OVER EDUX

Nieuws

EDI in het speciaal (basis)onderwijs

4 mei 2022

Wat als je leerkracht bent in het speciaal onderwijs (SO) of speciaal basisonderwijs (SBO) en je wilt wel aan de slag met Expliciete Directe Instructie (EDI)? Hoe doe je dat? Adviseur Eveline Bogers neemt je hierin mee, aan de hand van een praktijkvoorbeeld van de Ulingshof in Venlo.

De Ulingshof is een regionaal kindcentrum voor (voortgezet) speciaal onderwijs. Op de Ulingshof in Venlo zijn leerkrachten van het speciaal onderwijs (SO), binnen de doelgroep zeer moeilijk lerende kinderen (ZML) en onderwijszorggroepen, aan de slag gegaan met EDI. Naar aanleiding van de NPO-scan en een aantal lesbezoeken, bleek dat de manier waarop de leerkrachten het EDI-model kunnen toepassen niet meer helder hadden. Ook zijn er de afgelopen jaren veel wisselingen geweest van personeel, waardoor niet iedere leerkracht voldoende kennis had over EDI. 

De populatie van de kinderen op school is zeer divers. De samenstellingen van de groepen wordt aan de hand van het ontwikkelingsperspectief (OPP) bepaald.

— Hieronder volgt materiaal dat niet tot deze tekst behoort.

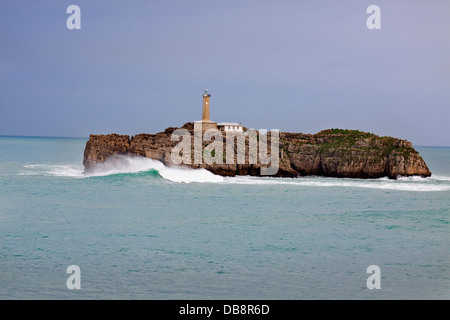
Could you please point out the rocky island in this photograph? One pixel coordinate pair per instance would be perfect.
(331, 153)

Daarnaast kijkt men ook naar de mate van zelfsturing, zelfredzaamheid, ondersteuningsbehoefte en de leeftijd van het kind. Op deze manier worden de groepen gekoppeld aan een leerroute die bij hen passend is.

Ulingshof-Venlo-1.jpg

Bron: Hermanbroerenschool. School voor speciaal onderwijs (Roermond).

 

Op een school als de Ulingshof kunnen de leerkrachten elementen van EDI gebruiken om de instructie te versterken. De ene leerkracht wat meer dan de andere. EDI is een middel om een lesdoel te behalen. Het is dus geen doel op zich. Het is van belang om te kijken wat de groep ‘wel’ kan. 

Het is een interessante uitdaging om een begeleidingstraject passend te maken voor leerkrachten van speciaal onderwijs, omdat zij te maken hebben met verschillende leerroutes. De ene leerkracht zal dus gemakkelijker EDI kunnen toepassen dan de andere. Bij de ene leerroute past dit ook beter dan bij de andere. En bij de ene groep pak je elementen van EDI en bij de andere groep kan je het hele EDI-model gericht (gespreid) inzetten. Hierdoor heeft iedere leerkracht andere leervragen en interesses.

Een passende training creëren doe ik door goed te overleggen met de leerkrachten en de intern begeleider, zodat wij zeker weten dat zij allemaal een waardevol aspect na een training kunnen meenemen. Met als doel leerkrachten inspireren met nieuwe ideeën, zodat zij de vertaalslag kunnen maken naar hun doelgroep.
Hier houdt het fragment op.